Environment-dependent benefits of interindividual variation in honey bee recruitment

Abstract

Interindividual differences in behaviour within the members of a social group can affect the group's productivity. In eusocial insects, individual differences between workers in a colony play a central role in division of labour and task allocation. Extensive empirical and theoretical work has highlighted variation in response thresholds as a proximate mechanism underlying individual behavioural differences and hence division of labour. However, other response parameters, like response probability and intensity, can also affect these differences. In this study, we first extended a previously published agent-based model on honey bee, Apis mellifera , foraging to understand the relative importance of response (dance) probability and response (dance) intensity in the task of recruitment. Comparing variation obtained from the simulations with previously published empirical data, we found that response intensity played a more important role than probability in producing consistent interindividual differences in recruitment behaviour.
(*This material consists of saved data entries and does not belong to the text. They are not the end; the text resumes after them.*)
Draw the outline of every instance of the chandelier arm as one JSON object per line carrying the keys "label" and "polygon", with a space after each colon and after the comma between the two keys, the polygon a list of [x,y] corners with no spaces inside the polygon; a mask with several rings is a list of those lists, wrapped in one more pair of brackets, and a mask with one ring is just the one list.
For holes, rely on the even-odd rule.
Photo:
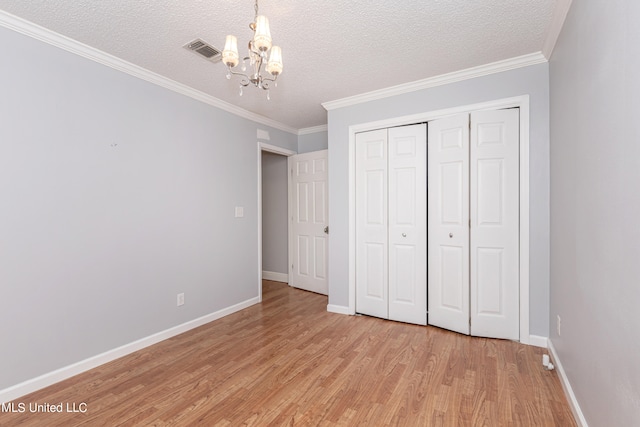
{"label": "chandelier arm", "polygon": [[231,67],[229,67],[229,66],[227,66],[227,68],[228,68],[228,70],[229,70],[229,74],[232,74],[232,75],[234,75],[234,76],[240,76],[240,77],[241,77],[241,79],[240,79],[240,84],[241,84],[242,86],[249,86],[249,83],[251,82],[251,79],[250,79],[250,77],[249,77],[247,74],[245,74],[245,73],[241,73],[241,72],[239,72],[239,71],[233,71],[233,69],[232,69]]}
{"label": "chandelier arm", "polygon": [[275,82],[278,79],[278,76],[275,76],[274,78],[270,79],[268,77],[263,77],[262,80],[264,80],[265,82]]}
{"label": "chandelier arm", "polygon": [[276,80],[278,80],[278,75],[274,76],[272,79],[268,78],[268,77],[262,77],[261,76],[262,78],[261,78],[261,81],[260,81],[260,87],[262,89],[264,89],[264,90],[269,90],[270,83],[273,83]]}

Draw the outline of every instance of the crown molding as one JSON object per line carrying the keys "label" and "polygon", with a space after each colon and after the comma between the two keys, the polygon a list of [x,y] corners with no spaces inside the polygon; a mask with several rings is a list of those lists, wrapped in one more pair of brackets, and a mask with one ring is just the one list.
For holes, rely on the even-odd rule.
{"label": "crown molding", "polygon": [[309,135],[310,133],[327,132],[329,127],[327,125],[313,126],[309,128],[298,129],[298,135]]}
{"label": "crown molding", "polygon": [[567,19],[570,7],[571,0],[558,0],[556,2],[556,7],[553,9],[553,16],[551,17],[551,24],[547,31],[547,37],[542,46],[542,54],[547,59],[551,59],[551,54],[556,47],[558,37],[560,37],[560,32],[562,31],[564,21]]}
{"label": "crown molding", "polygon": [[168,79],[164,76],[161,76],[160,74],[149,71],[146,68],[142,68],[130,62],[124,61],[111,54],[88,46],[84,43],[80,43],[79,41],[73,40],[62,34],[58,34],[54,31],[41,27],[25,19],[19,18],[15,15],[11,15],[2,10],[0,10],[0,26],[32,37],[36,40],[40,40],[52,46],[56,46],[60,49],[64,49],[68,52],[82,56],[91,61],[106,65],[115,70],[130,74],[134,77],[161,86],[165,89],[169,89],[179,94],[204,102],[205,104],[227,111],[231,114],[235,114],[236,116],[243,117],[245,119],[261,123],[263,125],[271,126],[273,128],[292,133],[294,135],[298,133],[298,129],[295,129],[291,126],[287,126],[283,123],[262,116],[260,114],[252,113],[251,111],[245,110],[244,108],[237,107],[214,96],[193,89],[185,84]]}
{"label": "crown molding", "polygon": [[547,58],[541,53],[531,53],[527,55],[517,56],[515,58],[505,59],[503,61],[492,62],[490,64],[480,65],[477,67],[467,68],[465,70],[454,71],[452,73],[441,74],[439,76],[428,77],[426,79],[414,82],[403,83],[397,86],[391,86],[385,89],[374,90],[360,95],[350,96],[348,98],[337,99],[322,103],[322,106],[328,110],[336,108],[348,107],[351,105],[362,104],[377,99],[389,98],[391,96],[401,95],[403,93],[415,92],[417,90],[429,89],[436,86],[442,86],[462,80],[474,79],[489,74],[500,73],[502,71],[513,70],[515,68],[527,67],[529,65],[541,64],[547,62]]}

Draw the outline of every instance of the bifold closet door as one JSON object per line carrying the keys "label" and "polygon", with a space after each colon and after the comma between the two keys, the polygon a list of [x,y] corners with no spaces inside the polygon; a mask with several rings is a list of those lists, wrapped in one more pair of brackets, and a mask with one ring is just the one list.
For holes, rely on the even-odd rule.
{"label": "bifold closet door", "polygon": [[519,110],[429,122],[429,324],[519,339]]}
{"label": "bifold closet door", "polygon": [[356,135],[356,311],[426,325],[426,125]]}
{"label": "bifold closet door", "polygon": [[387,130],[356,134],[356,311],[389,317]]}
{"label": "bifold closet door", "polygon": [[427,324],[427,127],[389,129],[389,319]]}
{"label": "bifold closet door", "polygon": [[520,117],[471,114],[471,335],[520,338]]}
{"label": "bifold closet door", "polygon": [[469,334],[469,114],[429,122],[429,324]]}

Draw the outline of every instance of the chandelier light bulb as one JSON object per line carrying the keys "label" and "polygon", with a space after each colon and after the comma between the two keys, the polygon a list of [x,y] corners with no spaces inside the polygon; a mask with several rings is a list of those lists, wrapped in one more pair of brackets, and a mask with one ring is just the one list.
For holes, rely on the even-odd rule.
{"label": "chandelier light bulb", "polygon": [[253,45],[261,52],[271,48],[271,31],[269,31],[269,20],[264,15],[256,17],[256,32],[253,36]]}
{"label": "chandelier light bulb", "polygon": [[224,50],[222,51],[222,62],[228,67],[235,67],[238,65],[240,55],[238,55],[238,39],[236,36],[228,35],[227,40],[224,43]]}
{"label": "chandelier light bulb", "polygon": [[271,48],[271,55],[269,56],[266,69],[268,73],[274,76],[282,73],[282,50],[280,46],[273,46]]}

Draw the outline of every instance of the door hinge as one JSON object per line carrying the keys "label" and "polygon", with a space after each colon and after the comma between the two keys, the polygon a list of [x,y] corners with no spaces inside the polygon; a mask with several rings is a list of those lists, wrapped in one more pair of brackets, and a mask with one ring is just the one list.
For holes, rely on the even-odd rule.
{"label": "door hinge", "polygon": [[293,264],[291,264],[291,270],[293,270]]}

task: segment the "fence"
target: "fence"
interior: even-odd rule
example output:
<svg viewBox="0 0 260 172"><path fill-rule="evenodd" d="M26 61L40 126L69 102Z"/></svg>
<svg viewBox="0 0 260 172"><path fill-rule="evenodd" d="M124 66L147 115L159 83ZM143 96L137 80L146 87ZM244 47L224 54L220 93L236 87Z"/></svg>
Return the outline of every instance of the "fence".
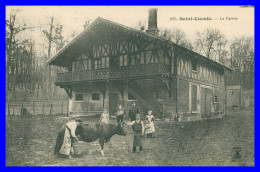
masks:
<svg viewBox="0 0 260 172"><path fill-rule="evenodd" d="M65 115L67 101L6 102L6 115Z"/></svg>

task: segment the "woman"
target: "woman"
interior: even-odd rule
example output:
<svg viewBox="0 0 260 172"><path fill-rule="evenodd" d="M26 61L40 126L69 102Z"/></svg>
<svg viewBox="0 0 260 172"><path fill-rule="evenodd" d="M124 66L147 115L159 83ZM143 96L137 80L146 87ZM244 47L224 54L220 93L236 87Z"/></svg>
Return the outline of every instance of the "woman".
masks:
<svg viewBox="0 0 260 172"><path fill-rule="evenodd" d="M83 121L77 118L76 120L70 121L61 127L57 136L54 155L71 158L70 154L73 151L73 143L74 141L78 141L75 131L76 128L82 123Z"/></svg>

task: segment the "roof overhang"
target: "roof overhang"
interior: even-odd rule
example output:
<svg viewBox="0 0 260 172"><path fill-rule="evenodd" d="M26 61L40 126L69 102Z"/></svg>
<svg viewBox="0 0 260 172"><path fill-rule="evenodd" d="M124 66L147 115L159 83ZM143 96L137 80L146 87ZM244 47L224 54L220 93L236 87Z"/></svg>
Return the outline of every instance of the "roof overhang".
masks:
<svg viewBox="0 0 260 172"><path fill-rule="evenodd" d="M47 63L49 65L68 67L68 63L71 61L71 58L75 55L86 51L94 44L103 43L105 41L116 41L119 39L131 39L139 38L144 40L155 40L166 46L173 46L174 48L180 49L186 53L196 57L200 60L203 60L206 63L212 64L220 69L232 71L232 69L222 65L214 60L211 60L205 56L202 56L194 51L191 51L187 48L184 48L180 45L177 45L169 40L164 38L147 34L145 32L133 29L128 26L118 24L116 22L98 17L91 24L86 27L78 36L76 36L71 42L65 45L60 49L53 57L51 57Z"/></svg>

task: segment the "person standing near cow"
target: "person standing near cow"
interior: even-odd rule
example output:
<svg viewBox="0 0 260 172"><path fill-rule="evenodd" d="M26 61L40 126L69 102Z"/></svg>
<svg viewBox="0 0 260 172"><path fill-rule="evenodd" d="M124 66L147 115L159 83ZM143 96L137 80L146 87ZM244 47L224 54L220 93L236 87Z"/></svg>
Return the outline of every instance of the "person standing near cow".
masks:
<svg viewBox="0 0 260 172"><path fill-rule="evenodd" d="M100 120L99 120L100 123L105 123L105 124L108 124L109 123L109 113L107 111L106 108L104 108L101 116L100 116Z"/></svg>
<svg viewBox="0 0 260 172"><path fill-rule="evenodd" d="M139 147L140 152L143 151L142 136L144 135L144 123L141 121L141 115L136 114L136 119L132 122L125 122L127 125L131 125L134 131L133 140L133 153L136 152L136 147Z"/></svg>
<svg viewBox="0 0 260 172"><path fill-rule="evenodd" d="M63 125L58 133L54 155L66 156L71 158L70 154L73 153L73 143L78 141L75 135L76 128L82 125L83 121L79 118L69 121Z"/></svg>
<svg viewBox="0 0 260 172"><path fill-rule="evenodd" d="M118 103L118 107L116 108L115 115L116 115L117 124L124 121L125 109L123 108L121 103Z"/></svg>
<svg viewBox="0 0 260 172"><path fill-rule="evenodd" d="M136 106L136 102L132 102L132 107L128 112L128 117L130 118L131 122L135 121L136 114L140 114L139 108Z"/></svg>

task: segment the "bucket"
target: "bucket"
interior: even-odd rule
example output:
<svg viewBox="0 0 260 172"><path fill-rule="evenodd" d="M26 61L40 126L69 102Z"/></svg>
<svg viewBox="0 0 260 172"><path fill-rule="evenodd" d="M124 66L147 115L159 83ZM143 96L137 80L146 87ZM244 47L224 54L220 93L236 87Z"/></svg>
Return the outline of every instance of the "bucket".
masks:
<svg viewBox="0 0 260 172"><path fill-rule="evenodd" d="M75 155L81 155L81 146L80 144L73 144L73 150Z"/></svg>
We then explored the benefits provided by this individual variation in recruitment behaviour to the colony's collective foraging effort under different environmental conditions. We found that individual variation led to a greater energy yield per forager, but only when food was abundant. Our study highlights the need to consider all response parameters while studying division of labour and adds to the growing body of evidence linking individual variation in behavioural responses to the success of social groups. • A. mellifera foragers show consistent individual differences in recruitment. • Agent-based models were used to explore the role of these differences in the colony. • Empirical findings were reproduced by including response probability and intensity. • Individual variation reduced total recruitment and slightly increased energy yield. • Studies on division of labour should include thresholds, probability, and intensity.